Scaffold Scheduler Service skeleton and interfaces
epic-scenario-based-follow-up-prompts-scheduler-and-ui-task-001 — Create the Dart class skeleton for the Scenario Prompt Scheduler Service including abstract interfaces, dependency injection wiring via Riverpod, and stub method signatures for fetchActivities, runRuleEngine, deduplicateHistory, dispatchNotification, and recordDelivery.
Acceptance Criteria
Technical Requirements
Implementation Notes
Place the service files at `lib/features/scenario_prompts/services/scenario_prompt_scheduler_service.dart` (abstract class + impl) and `lib/features/scenario_prompts/services/scenario_prompt_scheduler_provider.dart` (Riverpod provider). Define domain types in `lib/features/scenario_prompts/models/`: `ActivityRecord`, `SchedulingContext`, `RuleEngineResult`, `NotificationPayload`, `DeliveryRecord`. Use Riverpod's `@riverpod` code generation annotation if the project already uses it — check existing providers for the pattern in use. For the abstract interface, prefer `abstract interface class` (Dart 3 syntax) over `abstract class` to signal that this is a pure interface contract.

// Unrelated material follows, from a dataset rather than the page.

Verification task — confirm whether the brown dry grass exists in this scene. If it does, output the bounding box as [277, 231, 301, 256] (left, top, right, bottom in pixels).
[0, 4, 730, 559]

Keep the constructor of `ScenarioPromptSchedulerServiceImpl` taking only the dependencies it will need (Supabase client, notification service ref) so future implementors do not need to refactor the constructor signature.
Testing Requirements
Unit tests for this scaffold task are limited to compilation and structural validation: (1) a test that instantiates a `MockScenarioPromptSchedulerService` (hand-written mock implementing the abstract class) and verifies each method can be called and returns a Future; (2) a test that verifies the Riverpod provider resolves without throwing when given a valid ProviderContainer with required dependency overrides. Use `flutter_test` package. Full method-level tests will be added in subsequent tasks when stub bodies are replaced with real implementations.
If the scheduler runs concurrently (e.g., two overlapping cron invocations due to edge function retry), duplicate prompts could be dispatched before the first run's history records are committed, breaking the deduplication guarantee.
Mitigation & Contingency
Mitigation: Use a Postgres advisory lock or unique constraint on (user_id, scenario_id, activity_ref) in the prompt history table to make concurrent writes idempotent; design the scheduler to check history inside a transaction.

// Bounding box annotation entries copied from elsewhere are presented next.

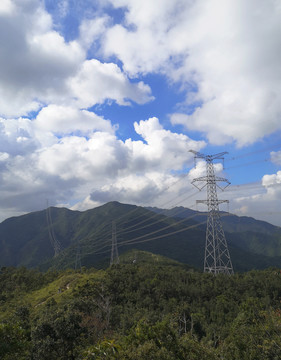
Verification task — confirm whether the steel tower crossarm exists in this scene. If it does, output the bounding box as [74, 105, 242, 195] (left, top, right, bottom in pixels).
[191, 150, 233, 275]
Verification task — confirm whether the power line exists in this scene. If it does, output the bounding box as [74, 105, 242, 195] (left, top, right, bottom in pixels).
[190, 150, 233, 275]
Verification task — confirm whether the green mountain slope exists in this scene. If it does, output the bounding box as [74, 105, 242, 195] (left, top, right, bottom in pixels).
[0, 202, 281, 271]
[150, 207, 281, 257]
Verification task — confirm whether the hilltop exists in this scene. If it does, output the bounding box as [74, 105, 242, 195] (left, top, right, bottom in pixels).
[0, 202, 281, 271]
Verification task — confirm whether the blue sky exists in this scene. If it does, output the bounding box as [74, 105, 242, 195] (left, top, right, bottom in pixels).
[0, 0, 281, 226]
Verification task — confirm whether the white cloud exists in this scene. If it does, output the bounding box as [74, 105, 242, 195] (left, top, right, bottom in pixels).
[270, 151, 281, 165]
[226, 171, 281, 226]
[69, 59, 153, 108]
[0, 0, 153, 117]
[33, 104, 114, 135]
[104, 0, 281, 146]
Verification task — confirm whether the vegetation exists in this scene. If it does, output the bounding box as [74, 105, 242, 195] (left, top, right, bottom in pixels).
[0, 202, 281, 271]
[0, 254, 281, 360]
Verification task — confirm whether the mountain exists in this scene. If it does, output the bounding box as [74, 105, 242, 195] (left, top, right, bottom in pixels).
[148, 207, 281, 257]
[0, 202, 281, 271]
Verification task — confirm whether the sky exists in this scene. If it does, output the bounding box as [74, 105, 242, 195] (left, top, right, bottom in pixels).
[0, 0, 281, 226]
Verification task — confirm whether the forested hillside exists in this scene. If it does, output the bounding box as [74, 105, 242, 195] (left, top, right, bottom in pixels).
[0, 202, 281, 271]
[0, 255, 281, 360]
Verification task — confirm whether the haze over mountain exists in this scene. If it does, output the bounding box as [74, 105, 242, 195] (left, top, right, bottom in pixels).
[0, 202, 281, 271]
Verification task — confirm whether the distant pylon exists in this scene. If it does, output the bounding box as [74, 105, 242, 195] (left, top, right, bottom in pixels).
[190, 150, 233, 275]
[46, 200, 62, 257]
[75, 241, 82, 271]
[110, 221, 119, 266]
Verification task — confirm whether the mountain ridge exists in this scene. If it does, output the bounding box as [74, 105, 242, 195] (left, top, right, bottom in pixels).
[0, 202, 281, 271]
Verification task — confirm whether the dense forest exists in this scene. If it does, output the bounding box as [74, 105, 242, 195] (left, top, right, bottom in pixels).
[0, 253, 281, 360]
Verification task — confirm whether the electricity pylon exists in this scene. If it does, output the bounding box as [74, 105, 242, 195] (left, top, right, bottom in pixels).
[190, 150, 233, 275]
[110, 221, 119, 266]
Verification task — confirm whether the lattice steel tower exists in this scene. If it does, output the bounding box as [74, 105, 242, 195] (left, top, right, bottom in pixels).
[110, 221, 119, 266]
[190, 150, 233, 275]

Contingency: If concurrency issues persist in production, add a distributed lock via Supabase Edge Function concurrency limit (max_instances=1) for the evaluation function as a hard guard.
Coordinators may find scenario configuration unclear if trigger conditions are expressed as raw JSON or technical terminology, leading to misconfiguration and irrelevant prompts being sent to peer mentors.
Mitigation & Contingency
Mitigation: Design the ScenarioConfigurationScreen to display human-readable descriptions of each template's trigger condition (e.g., 'Send 3 days after first contact if wellbeing concern was flagged') rather than raw rule properties; validate with an HLF coordinator in a design review before implementation.
Contingency: If coordinators still misconfigure rules after launch, add a preview mode that shows a simulated prompt based on a test activity before the rule is enabled.